Data.table: Support .gz file format for fread

Created on 4 Jul 2014  Â·  52Comments  Â·  Source: Rdatatable/data.table

I have several thousands of .gz files containing data in csv format - about 60GB in total in terms of .gz files. Decompressing them and load some pieces via fread turns out a huge pain in the first step. I'm wonder whether it is possible to improve the functionality of fread so that it can read compressed file formats just as read.table does?

Perhaps file connection issues are highly relevant, as mentioned in #341, #543, and #561.
Some other reference:

http://stackoverflow.com/questions/5764499/decompress-gz-file-using-r

http://blog.revolutionanalytics.com/2009/12/r-tip-save-time-and-space-by-compressing-data-files.html

High feature request fread

Most helpful comment

Just put here my tip for OS X users.
zcat syntax on OS X is little bit different to other linux systems. For reading *.gz files use following call:

dt <- fread(input = 'zcat < data.gz')

All 52 comments

You can just do fread('zcat file.gz'), or some loop variation, if you have many files.

:Bump: quite useful (and coming up frequently).

Here's one SO post.

Yes this would be a very useful feature to have. Using a command line, is a temporary solution at best, since it relies on the underlying system to have the tools for decompression. For instance 'zcat' is not available on windows unless one installs cygwin etc.

Since FRead is by far the best tool in R to read file, it would be a huge performance gain to read gzipped/bziped/... files directly.

I just saw @arun's bump in my email, and literally a few hours ago I was ingesting 200+ such files. +1 for usefullness

Would have been useful here as well :
http://www.magesblog.com/2014/10/visualising-seasonality-of-atlantic.html
Will take a look.

I agree with @gbonamy readding directly from zip files would be a fantastic addition!!

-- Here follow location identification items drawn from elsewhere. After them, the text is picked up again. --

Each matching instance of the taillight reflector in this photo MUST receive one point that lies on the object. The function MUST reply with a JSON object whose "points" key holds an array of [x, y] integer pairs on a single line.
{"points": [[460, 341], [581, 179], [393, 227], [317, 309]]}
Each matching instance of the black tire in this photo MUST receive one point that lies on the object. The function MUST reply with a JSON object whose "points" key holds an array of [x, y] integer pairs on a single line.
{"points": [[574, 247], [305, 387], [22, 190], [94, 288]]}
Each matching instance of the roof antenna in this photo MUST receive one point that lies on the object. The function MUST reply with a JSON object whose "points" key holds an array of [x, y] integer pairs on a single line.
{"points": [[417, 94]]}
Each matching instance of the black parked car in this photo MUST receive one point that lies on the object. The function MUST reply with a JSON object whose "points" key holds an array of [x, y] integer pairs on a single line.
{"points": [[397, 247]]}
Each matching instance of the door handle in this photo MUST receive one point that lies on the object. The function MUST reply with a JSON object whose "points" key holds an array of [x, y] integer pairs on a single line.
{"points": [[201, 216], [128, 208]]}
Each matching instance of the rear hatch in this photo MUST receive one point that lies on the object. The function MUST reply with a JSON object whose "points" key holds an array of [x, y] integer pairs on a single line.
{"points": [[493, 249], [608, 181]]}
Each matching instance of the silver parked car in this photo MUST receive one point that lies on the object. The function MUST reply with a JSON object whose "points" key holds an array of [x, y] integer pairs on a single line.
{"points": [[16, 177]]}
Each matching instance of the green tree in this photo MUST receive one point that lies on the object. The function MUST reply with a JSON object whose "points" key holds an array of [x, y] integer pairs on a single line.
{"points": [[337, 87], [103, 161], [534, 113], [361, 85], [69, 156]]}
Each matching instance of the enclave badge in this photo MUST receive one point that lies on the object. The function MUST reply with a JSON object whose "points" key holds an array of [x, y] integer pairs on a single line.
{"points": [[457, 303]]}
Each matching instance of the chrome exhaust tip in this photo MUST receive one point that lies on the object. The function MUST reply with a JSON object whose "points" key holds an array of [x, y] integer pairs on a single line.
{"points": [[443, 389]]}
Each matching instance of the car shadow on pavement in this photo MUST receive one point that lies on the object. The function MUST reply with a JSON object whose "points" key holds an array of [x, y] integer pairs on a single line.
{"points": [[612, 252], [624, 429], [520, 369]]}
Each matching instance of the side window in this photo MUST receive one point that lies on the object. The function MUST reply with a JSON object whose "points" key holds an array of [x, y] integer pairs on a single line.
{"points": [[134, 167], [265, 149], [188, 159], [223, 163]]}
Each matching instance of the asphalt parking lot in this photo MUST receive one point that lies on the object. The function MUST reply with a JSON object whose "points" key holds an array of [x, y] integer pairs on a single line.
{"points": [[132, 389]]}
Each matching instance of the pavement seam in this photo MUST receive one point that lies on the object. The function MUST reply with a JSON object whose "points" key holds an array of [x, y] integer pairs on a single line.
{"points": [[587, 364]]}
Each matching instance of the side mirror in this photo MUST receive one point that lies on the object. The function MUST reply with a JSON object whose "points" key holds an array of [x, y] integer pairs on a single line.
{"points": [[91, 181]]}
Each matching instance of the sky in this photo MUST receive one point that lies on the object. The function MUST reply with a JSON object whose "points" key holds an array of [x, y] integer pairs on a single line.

Reading from a connection with unz() would also be quite useful. I have a function that downloads a zip file, and only reads one file then throws it away. So if I could use fread(unz(zipfile, file = file)) it would be a great addition.

I ++ about directly from gz files. I would personally use it every day.

+1 from me as well.

+1

+1

+1

+1

+1

I'm curious - are people requesting this mostly working on Windows? I have trouble seeing the desire for this kind of specialization on Linux.

I personally mostly use .xz compression, but wouldn't care if fread directly supported it - I very frequently pipe the uncompressed result and do some post-processing before loading it in R (e.g. fread('xzcat file.xz | grep smth | awk blah')) and I like not depending on fread's file-format reading abilities - my shell processes are almost always going to be more advanced than whatever is implemented in fread.

:+1:

Just put here my tip for OS X users.
zcat syntax on OS X is little bit different to other linux systems. For reading *.gz files use following call:

dt <- fread(input = 'zcat < data.gz')

This is probably not the most efficient way but it works for me, you will probably have to change unz for gzfile :

zread <- function(zf,f,...){
  require(data.table)
  res <- fread(paste(readLines(tmp <- unz(zf,f)), collapse = "\n"),...)
  close(tmp)
  res
}

readLines incredibly slow...

@dselivanov it gets the job done on small files, never tried it on large ones though... my method probably does a lot of useless memory allocation passing the whole file around as a character vector.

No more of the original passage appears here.